Ein mobiler Serviceroboter soll beispielhaft einen Kleinladungsträger (KLT) von einer Station abholen. Selbst wenn der KLT immer an der gleichen Position steht, ist die relative Position zwischen Roboter und KLT variabel, da es nicht möglich ist, die mobile Basis nur aufgrund der Laserscanner immer wieder exakt an dieselbe Position zu verfahren. Diese Anwendung kann nur dann gelöst werden, wenn dem Programmierer entsprechende Autonomie-Funktionen zur Referenzierung der Plattform zur Verfügung stehen. Andererseits kann die Aufgabe auch durch Nutzung höherwertiger Autonomiefunktionalitäten wie kollisionsfreie Bahnplanung und Objekterkennung gelöst werden. In diesem Fall benötigt der Programmierer jedoch entsprechende Interaktionsmöglichkeiten, um diese Funktionalitäten parametrieren zu können.
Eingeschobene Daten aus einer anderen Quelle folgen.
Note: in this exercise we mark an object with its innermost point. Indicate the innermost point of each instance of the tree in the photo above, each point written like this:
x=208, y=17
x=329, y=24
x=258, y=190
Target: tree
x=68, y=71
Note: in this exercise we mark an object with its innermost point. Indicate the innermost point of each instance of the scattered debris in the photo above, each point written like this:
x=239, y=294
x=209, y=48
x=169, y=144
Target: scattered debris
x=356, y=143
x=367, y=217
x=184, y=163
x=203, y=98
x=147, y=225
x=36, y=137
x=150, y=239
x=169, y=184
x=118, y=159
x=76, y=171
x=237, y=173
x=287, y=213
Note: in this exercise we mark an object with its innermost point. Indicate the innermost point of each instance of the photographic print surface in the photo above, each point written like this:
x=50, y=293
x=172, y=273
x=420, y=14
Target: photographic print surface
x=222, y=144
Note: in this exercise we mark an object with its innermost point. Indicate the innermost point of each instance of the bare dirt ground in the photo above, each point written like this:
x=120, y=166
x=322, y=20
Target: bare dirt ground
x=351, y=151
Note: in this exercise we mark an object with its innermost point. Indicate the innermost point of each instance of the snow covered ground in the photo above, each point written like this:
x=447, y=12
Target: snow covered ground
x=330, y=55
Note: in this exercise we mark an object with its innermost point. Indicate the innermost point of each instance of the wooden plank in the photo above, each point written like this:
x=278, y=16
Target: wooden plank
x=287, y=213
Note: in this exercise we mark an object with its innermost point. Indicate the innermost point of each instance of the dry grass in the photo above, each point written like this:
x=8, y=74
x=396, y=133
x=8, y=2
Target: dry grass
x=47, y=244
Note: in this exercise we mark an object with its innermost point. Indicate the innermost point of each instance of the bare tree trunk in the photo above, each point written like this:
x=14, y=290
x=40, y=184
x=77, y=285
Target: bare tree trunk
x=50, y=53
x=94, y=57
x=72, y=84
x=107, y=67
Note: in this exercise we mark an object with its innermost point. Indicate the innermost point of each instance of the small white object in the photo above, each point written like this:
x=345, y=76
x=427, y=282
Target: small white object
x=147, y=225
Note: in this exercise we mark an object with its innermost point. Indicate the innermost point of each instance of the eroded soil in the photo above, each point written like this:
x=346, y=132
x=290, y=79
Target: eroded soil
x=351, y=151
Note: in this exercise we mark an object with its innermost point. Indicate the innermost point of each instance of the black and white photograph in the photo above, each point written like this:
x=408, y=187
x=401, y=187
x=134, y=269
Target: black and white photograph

Im Rahmen dieses Projektes werden konkrete Szenarien eines Anwendungsfeldes analysiert, um eine Systematik abzuleiten, die es ermöglicht diese komplexen Zusammenhänge zwischen Autonomiefunktionen, Bedienung und Programmierung zu beherrschen.
Zusammenfassend ist das Ziel von ISABEL die Entwicklung allgemeiner Schlüsseltechnologien in den Bereichen „Sensorik und Perzeption“, „Planung und Ausführung“ sowie „Programmierung und Bedienung“, die Spezialisierung von Schlüsselkomponenten in parametrierbare Funktionsblöcke und Programme analog zu „Tech-Paketen“ und deren konkrete Ausgestaltung für das Anwendungsfeld „Materiallogistik und Handhabung“ sowie die Instanziierung dieser Funktionsblöcke und Programme anhand zweier konkreter Anwendungsszenarien.